In mezzo a tanti colpi da maestro, la tragedia sportiva della finale di Istanbul. Il Milan si fece rimontare tre gol in un tempo dal Liverpool e perse ai rigori. «Berlusconi non disse nulla. Dopo la partita restammo seduti più di mezz’ora in tribuna, senza dirci una parola. Avevamo perso, ma la squadra aveva dato il massimo. Si era arrabbiato molto di più dopo uno 0-0 con il Celta Vigo in cui non avevamo tirato in porta, riempì me e Capello di improperi. Il bel gioco prima di tutto».

RINGHIO
Qualcuno il tracollo non lo accettò. Come Rino Gattuso: «”Ogni volta che indosserò la maglia del Milan, mi tornerà dentro il dolore di Istanbul e io non riesco a sopportarlo, mi spiace. L’unico modo per lasciarmelo alle spalle è togliermi quella maglia, andarmene. Mi lasci partire, Galliani”. È venuto a dirmelo una volta, due, alla terza si è presentato in sede accompagnato dal padre. Li ho portati nella sala dei trofei, abbiamo discusso a lungo, gli ho ribadito che non l’avrei lasciato partire, mi sono alzato dal tavolo e gli ho detto: “Ascolta, Rino. Adesso ti chiudo qui dentro a riflettere. Ti libererò solo quando mi avrai detto: ok, resto”. E così ho fatto. L’ho chiuso a chiave nella sala dei trofei. L’ho sequestrato, come ha fatto don Rodrigo con Lucia nei Promessi sposi. Dopo un’ora, ho messo dentro la testa: “Hai cambiato idea? ” “No”. Ho richiuso la porta.

Questo giochino è durato almeno 5-6 ore, con il consenso del padre Franco, naturalmente. All’ora di pranzo gli ho fatto portare due panini e ho richiuso immediatamente la porta per paura che scappasse.
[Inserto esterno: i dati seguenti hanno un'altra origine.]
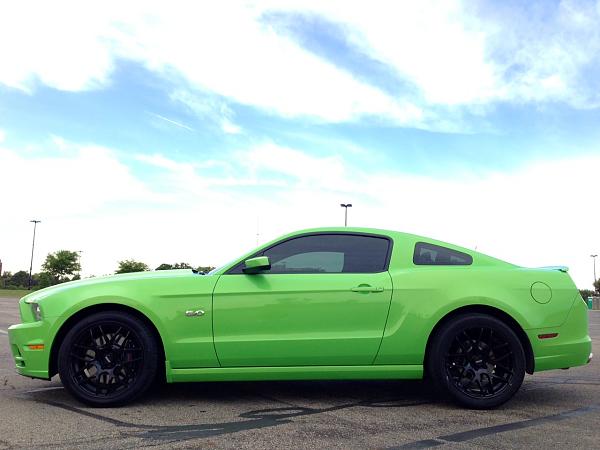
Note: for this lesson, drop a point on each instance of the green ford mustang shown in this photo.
(329, 303)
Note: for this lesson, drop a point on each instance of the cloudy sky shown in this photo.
(188, 131)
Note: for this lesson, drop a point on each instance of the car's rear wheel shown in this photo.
(108, 359)
(477, 360)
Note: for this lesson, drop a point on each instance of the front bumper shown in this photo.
(28, 362)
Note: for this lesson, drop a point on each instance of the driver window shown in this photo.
(329, 253)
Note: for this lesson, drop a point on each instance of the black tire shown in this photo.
(477, 360)
(108, 359)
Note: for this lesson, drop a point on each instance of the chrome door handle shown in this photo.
(365, 288)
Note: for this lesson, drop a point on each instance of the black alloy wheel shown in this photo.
(478, 360)
(108, 359)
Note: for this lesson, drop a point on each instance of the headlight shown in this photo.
(37, 312)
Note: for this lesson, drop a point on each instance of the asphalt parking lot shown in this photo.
(553, 409)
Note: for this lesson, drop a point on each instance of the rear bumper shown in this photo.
(28, 362)
(572, 347)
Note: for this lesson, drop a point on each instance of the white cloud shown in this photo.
(207, 108)
(221, 48)
(469, 53)
(541, 214)
(453, 53)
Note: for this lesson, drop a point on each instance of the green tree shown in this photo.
(165, 266)
(43, 279)
(585, 293)
(19, 279)
(130, 265)
(61, 265)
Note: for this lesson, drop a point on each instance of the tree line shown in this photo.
(63, 265)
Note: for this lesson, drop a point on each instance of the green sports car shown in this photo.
(327, 303)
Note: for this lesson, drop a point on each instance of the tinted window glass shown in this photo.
(434, 255)
(328, 253)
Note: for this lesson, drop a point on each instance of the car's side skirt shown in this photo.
(376, 372)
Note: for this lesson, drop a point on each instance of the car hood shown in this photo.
(125, 277)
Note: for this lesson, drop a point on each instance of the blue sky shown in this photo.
(189, 118)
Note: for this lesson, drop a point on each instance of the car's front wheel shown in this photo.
(108, 359)
(478, 360)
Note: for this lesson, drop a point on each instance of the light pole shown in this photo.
(79, 252)
(35, 222)
(594, 258)
(346, 206)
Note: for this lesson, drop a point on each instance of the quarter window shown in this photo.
(434, 255)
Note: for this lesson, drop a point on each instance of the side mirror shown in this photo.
(255, 265)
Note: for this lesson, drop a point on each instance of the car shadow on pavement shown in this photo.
(297, 399)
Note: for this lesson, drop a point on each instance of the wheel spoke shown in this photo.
(105, 358)
(472, 362)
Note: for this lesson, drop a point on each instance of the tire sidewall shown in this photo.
(148, 368)
(441, 344)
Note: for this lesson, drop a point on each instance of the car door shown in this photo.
(324, 301)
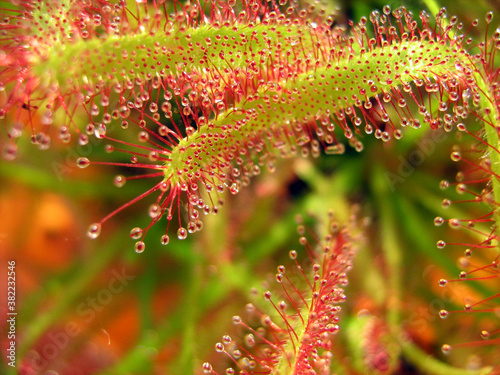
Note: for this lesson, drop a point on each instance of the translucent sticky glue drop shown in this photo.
(82, 162)
(182, 233)
(94, 230)
(446, 349)
(136, 233)
(165, 239)
(139, 247)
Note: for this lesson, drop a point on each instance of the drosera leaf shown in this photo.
(298, 319)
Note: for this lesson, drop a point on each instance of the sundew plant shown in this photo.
(250, 187)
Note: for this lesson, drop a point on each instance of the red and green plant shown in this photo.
(214, 99)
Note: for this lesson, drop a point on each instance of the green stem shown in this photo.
(390, 245)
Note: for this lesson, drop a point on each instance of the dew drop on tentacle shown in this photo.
(165, 239)
(82, 162)
(441, 244)
(446, 349)
(119, 180)
(438, 221)
(136, 233)
(139, 247)
(182, 233)
(94, 230)
(207, 368)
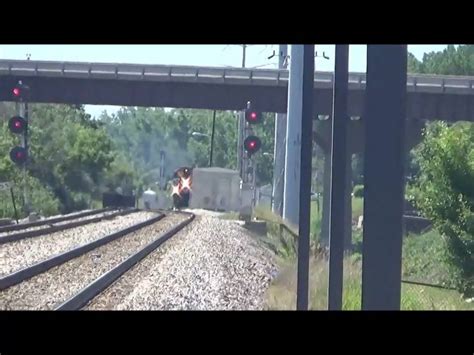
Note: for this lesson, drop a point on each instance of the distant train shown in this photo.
(181, 187)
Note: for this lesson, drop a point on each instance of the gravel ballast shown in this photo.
(212, 264)
(49, 289)
(20, 254)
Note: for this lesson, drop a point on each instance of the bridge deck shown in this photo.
(233, 76)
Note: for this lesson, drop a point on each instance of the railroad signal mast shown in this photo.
(252, 143)
(18, 125)
(250, 146)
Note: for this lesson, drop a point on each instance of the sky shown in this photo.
(195, 55)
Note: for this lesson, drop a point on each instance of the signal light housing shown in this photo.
(252, 144)
(253, 117)
(18, 155)
(17, 125)
(20, 92)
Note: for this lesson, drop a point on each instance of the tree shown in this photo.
(444, 192)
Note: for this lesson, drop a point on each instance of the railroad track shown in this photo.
(49, 226)
(47, 221)
(79, 299)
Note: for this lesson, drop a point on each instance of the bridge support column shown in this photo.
(279, 150)
(384, 176)
(291, 190)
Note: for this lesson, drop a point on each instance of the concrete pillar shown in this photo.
(279, 150)
(293, 137)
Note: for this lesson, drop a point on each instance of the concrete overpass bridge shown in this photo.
(430, 97)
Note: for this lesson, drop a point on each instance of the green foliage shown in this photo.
(444, 192)
(423, 257)
(359, 191)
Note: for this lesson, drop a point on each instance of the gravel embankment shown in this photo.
(50, 289)
(212, 264)
(26, 252)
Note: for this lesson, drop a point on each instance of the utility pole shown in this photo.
(338, 190)
(279, 149)
(212, 138)
(297, 191)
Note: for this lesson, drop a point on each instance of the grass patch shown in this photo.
(230, 216)
(423, 258)
(282, 293)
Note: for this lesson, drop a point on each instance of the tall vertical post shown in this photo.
(384, 176)
(338, 177)
(279, 150)
(240, 127)
(297, 199)
(212, 138)
(24, 113)
(291, 191)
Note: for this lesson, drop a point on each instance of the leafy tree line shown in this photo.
(442, 186)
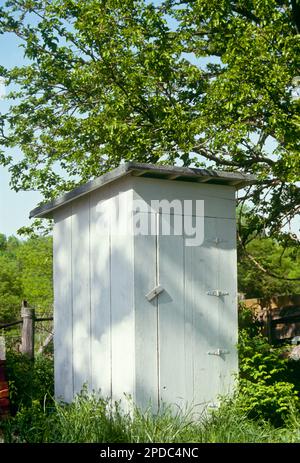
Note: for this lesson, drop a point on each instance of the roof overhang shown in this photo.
(174, 173)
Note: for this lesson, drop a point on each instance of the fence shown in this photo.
(28, 324)
(279, 316)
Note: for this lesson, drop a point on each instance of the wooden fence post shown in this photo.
(27, 343)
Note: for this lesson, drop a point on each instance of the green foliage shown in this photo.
(197, 83)
(25, 273)
(266, 390)
(94, 420)
(29, 382)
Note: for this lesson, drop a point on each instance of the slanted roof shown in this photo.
(174, 173)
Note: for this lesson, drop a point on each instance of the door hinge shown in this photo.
(218, 352)
(154, 293)
(217, 293)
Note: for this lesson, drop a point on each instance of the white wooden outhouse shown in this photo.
(149, 312)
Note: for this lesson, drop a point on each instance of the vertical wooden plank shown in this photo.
(81, 294)
(171, 318)
(206, 317)
(145, 279)
(100, 296)
(27, 343)
(228, 316)
(122, 310)
(63, 319)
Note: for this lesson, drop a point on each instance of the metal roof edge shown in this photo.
(208, 176)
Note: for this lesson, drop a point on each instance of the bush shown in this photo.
(29, 382)
(264, 388)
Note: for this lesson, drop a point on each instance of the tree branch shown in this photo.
(260, 267)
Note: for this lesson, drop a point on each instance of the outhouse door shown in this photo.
(189, 315)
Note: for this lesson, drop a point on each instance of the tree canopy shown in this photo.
(25, 273)
(199, 83)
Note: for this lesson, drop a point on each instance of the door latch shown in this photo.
(154, 292)
(217, 293)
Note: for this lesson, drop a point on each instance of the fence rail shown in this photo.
(28, 327)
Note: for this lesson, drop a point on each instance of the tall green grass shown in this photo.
(94, 420)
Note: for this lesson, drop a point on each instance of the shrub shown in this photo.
(29, 381)
(264, 390)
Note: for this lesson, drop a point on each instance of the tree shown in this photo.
(206, 83)
(275, 260)
(25, 273)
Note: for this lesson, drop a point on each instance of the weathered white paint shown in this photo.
(2, 348)
(81, 293)
(63, 303)
(117, 340)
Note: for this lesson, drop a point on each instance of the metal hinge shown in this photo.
(154, 293)
(217, 292)
(218, 352)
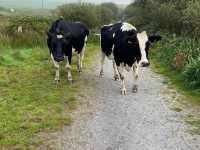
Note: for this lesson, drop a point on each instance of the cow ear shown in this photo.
(132, 40)
(49, 34)
(155, 38)
(67, 35)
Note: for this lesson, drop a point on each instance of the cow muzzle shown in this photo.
(58, 59)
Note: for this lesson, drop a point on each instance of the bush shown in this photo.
(192, 73)
(30, 24)
(85, 13)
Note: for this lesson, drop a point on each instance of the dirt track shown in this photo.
(141, 121)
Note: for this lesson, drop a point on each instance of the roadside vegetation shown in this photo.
(178, 54)
(31, 103)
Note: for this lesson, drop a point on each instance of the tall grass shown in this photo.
(180, 55)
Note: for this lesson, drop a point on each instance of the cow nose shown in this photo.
(145, 64)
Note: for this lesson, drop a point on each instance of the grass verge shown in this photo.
(30, 101)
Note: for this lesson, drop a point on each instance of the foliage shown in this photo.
(27, 106)
(192, 73)
(92, 15)
(180, 17)
(181, 55)
(85, 13)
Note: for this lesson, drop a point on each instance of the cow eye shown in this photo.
(130, 42)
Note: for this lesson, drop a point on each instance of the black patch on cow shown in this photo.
(73, 33)
(124, 43)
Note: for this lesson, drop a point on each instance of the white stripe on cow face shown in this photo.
(143, 38)
(127, 27)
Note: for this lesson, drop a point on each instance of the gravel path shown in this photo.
(140, 121)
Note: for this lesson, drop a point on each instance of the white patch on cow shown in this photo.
(128, 68)
(68, 68)
(116, 73)
(108, 25)
(122, 73)
(111, 56)
(59, 36)
(143, 38)
(73, 50)
(127, 27)
(135, 76)
(81, 56)
(86, 38)
(57, 67)
(103, 55)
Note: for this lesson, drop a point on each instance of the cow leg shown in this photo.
(102, 63)
(122, 74)
(57, 67)
(80, 59)
(116, 74)
(79, 63)
(68, 68)
(135, 77)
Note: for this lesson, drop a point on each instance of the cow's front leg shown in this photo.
(116, 74)
(57, 67)
(68, 68)
(122, 74)
(80, 59)
(135, 77)
(102, 63)
(79, 63)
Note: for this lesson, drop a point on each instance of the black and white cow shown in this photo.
(63, 38)
(127, 48)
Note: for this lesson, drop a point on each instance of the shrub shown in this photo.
(192, 73)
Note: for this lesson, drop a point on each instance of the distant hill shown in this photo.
(34, 4)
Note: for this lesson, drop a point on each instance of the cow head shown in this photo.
(144, 44)
(58, 42)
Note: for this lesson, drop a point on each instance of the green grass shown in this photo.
(30, 101)
(177, 80)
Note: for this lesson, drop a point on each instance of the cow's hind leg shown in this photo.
(68, 68)
(81, 56)
(122, 74)
(116, 73)
(135, 77)
(103, 55)
(57, 67)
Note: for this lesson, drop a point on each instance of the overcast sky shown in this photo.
(51, 3)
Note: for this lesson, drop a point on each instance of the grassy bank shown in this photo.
(30, 101)
(177, 58)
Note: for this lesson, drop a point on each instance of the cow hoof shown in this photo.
(70, 81)
(57, 81)
(123, 91)
(101, 74)
(135, 88)
(116, 77)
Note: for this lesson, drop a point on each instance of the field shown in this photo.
(30, 101)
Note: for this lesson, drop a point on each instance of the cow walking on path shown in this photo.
(63, 37)
(127, 48)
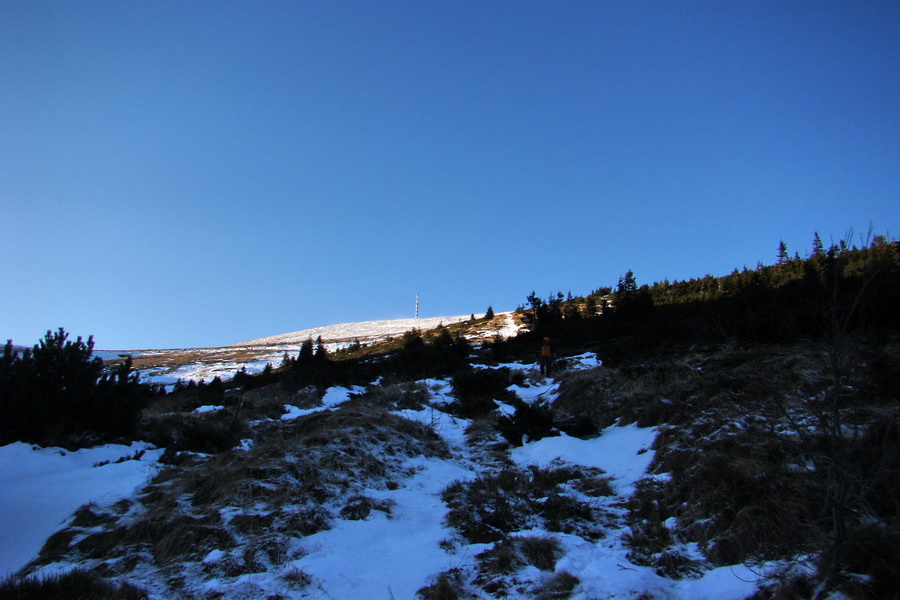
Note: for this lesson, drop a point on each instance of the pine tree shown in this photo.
(818, 247)
(783, 256)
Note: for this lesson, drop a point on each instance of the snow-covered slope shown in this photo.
(203, 364)
(363, 331)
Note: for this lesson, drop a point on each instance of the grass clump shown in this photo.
(491, 506)
(72, 585)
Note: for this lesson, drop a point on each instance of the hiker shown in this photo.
(546, 357)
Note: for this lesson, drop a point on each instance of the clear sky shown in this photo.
(192, 173)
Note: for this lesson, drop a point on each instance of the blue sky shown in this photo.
(177, 174)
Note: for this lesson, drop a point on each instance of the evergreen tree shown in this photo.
(783, 256)
(818, 247)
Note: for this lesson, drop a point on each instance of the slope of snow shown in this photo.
(42, 487)
(365, 330)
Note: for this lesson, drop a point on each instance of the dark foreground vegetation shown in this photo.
(776, 392)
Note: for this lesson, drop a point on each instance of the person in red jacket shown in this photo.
(546, 357)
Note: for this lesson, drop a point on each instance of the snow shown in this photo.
(333, 398)
(386, 556)
(623, 452)
(42, 487)
(365, 330)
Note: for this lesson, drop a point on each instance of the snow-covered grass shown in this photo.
(42, 487)
(399, 548)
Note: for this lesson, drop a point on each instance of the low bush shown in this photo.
(530, 422)
(477, 390)
(491, 506)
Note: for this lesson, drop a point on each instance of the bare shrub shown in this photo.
(67, 586)
(447, 586)
(541, 551)
(493, 505)
(559, 586)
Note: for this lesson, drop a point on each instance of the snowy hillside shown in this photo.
(365, 331)
(369, 508)
(203, 364)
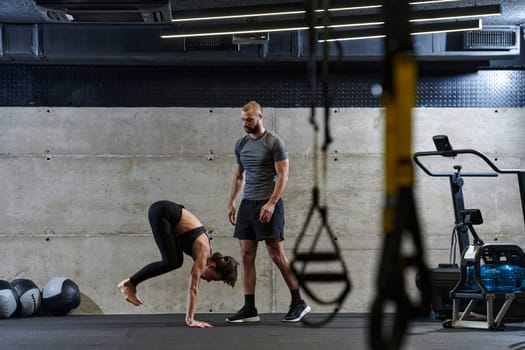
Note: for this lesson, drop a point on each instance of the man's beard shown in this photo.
(252, 130)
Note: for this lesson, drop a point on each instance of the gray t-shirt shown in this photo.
(258, 158)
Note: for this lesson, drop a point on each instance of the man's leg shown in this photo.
(298, 307)
(248, 313)
(249, 274)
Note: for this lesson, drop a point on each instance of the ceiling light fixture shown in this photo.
(279, 10)
(417, 29)
(362, 20)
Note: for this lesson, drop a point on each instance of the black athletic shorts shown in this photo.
(248, 226)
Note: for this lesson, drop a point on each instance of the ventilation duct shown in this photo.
(492, 38)
(101, 11)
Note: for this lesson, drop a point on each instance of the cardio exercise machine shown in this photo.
(461, 287)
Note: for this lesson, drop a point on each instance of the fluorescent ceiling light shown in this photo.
(275, 26)
(267, 10)
(360, 20)
(417, 29)
(455, 13)
(279, 10)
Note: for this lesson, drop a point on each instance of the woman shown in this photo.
(177, 230)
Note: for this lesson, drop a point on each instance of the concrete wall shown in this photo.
(77, 183)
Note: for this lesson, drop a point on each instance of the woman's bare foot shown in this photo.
(129, 292)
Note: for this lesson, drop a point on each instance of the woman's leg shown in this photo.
(162, 216)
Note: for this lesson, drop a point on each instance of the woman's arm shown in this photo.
(199, 264)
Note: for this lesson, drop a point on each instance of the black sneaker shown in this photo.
(245, 314)
(297, 312)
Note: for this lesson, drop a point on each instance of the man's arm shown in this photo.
(237, 186)
(281, 168)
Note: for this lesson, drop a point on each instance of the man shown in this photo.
(261, 173)
(176, 231)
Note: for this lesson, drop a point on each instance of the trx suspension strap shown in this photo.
(311, 263)
(399, 220)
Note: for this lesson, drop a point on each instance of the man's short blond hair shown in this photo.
(253, 107)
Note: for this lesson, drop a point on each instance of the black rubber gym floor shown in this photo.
(168, 331)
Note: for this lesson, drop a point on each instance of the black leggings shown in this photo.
(163, 218)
Ringhio in gabbia. Ha divorato il pasto circondato dai gloriosi metalli di casa, masticava e intanto gli entrava in corpo tutta la grandezza della nostra storia. Alla fine, si è arreso. Ho aperto la porta e mi ha detto: “Va bene, resto al Milan”». Nel rapporto idilliaco con Berlusconi l’unico screzio, per modo di dire, fu per la politica: «Zaccheroni venne esonerato nel marzo 2001 dopo l’eliminazione in Champions League con il Deportivo La Coruna. In panchina andarono Cesare Maldini e Mauro Tassotti che diressero il derby vinto 6-0. Si giocò di venerdì, due giorni prima delle elezioni politiche del 13 maggio.

Al Collegio 1 di Milano, per il centro-destra, era candidato Silvio Berlusconi e per il centro-sinistra Gianni Rivera. Notoriamente chi abita nella prima cerchia dei Navigli è interista, perché storicamente i ricchi di Milano sono interisti e i meno ricchi sono milanisti. Per la prima e unica volta in vita mia, ho ricevuto una telefonata di rimprovero da Berlusconi dopo una partita vinta: “Adriano, domenica ci sono le elezioni a Milano 1! Non potevate fermarvi sul 3 o 4 a zero?”. “Fermarci? Se avessi potuto segnarne 9 o 10, avrei goduto come un riccio!”. Il presidente si è messo a ridere e ha dimenticato le elezioni che comunque avrebbe vinto con il 53% doppiando quasi Gianni Rivera, leggenda rossonera». Prima degli ultimi anni di purgatorio rossonero con la diarchia gestionale con Barbara Berlusconi, Galliani ebbe tempo di sfornare l’ultimo pallone d’oro frutto della serie A: Kakà. Era il 2007.

Oggi quel mondo dorato del calcio italiano è sparito anche se ci sono tre italiane nelle finali europee: «La Premier fattura quattro volte più della serie A. I rapporti di forza sono troppo sbilanciati». Come lo erano a nostro favore ai tempi loro, del resto. La rivoluzione ora parla inglese. Galliani e Berlusconi però un altro miracolo l’hanno fatto, portando il Monza per la prima volta nella massima serie ed esaurendo il sogno di mamma Annamaria: «Alle 23.12 del 29 maggio 2022 a Pisa conquistammo la promozione. Due minuti dopo ricevo questo whatsapp “Sono molto contento per lei dottore e per il presidente, Sinisa Mihajlovic”». L’uomo che presero al Milan al posto di Sarri e che scoprì Gigio Donnarumma. Ora, il Monza, sogna l’Europa. Galliani però le partite continua a non vederle: «Scappo dallo stadio all’intervallo e rifugiandomi nel Duomo di Monza, a cellulare spento. Esco solo dopo il fischio finale». Per il Condor, un ansiolitico naturale.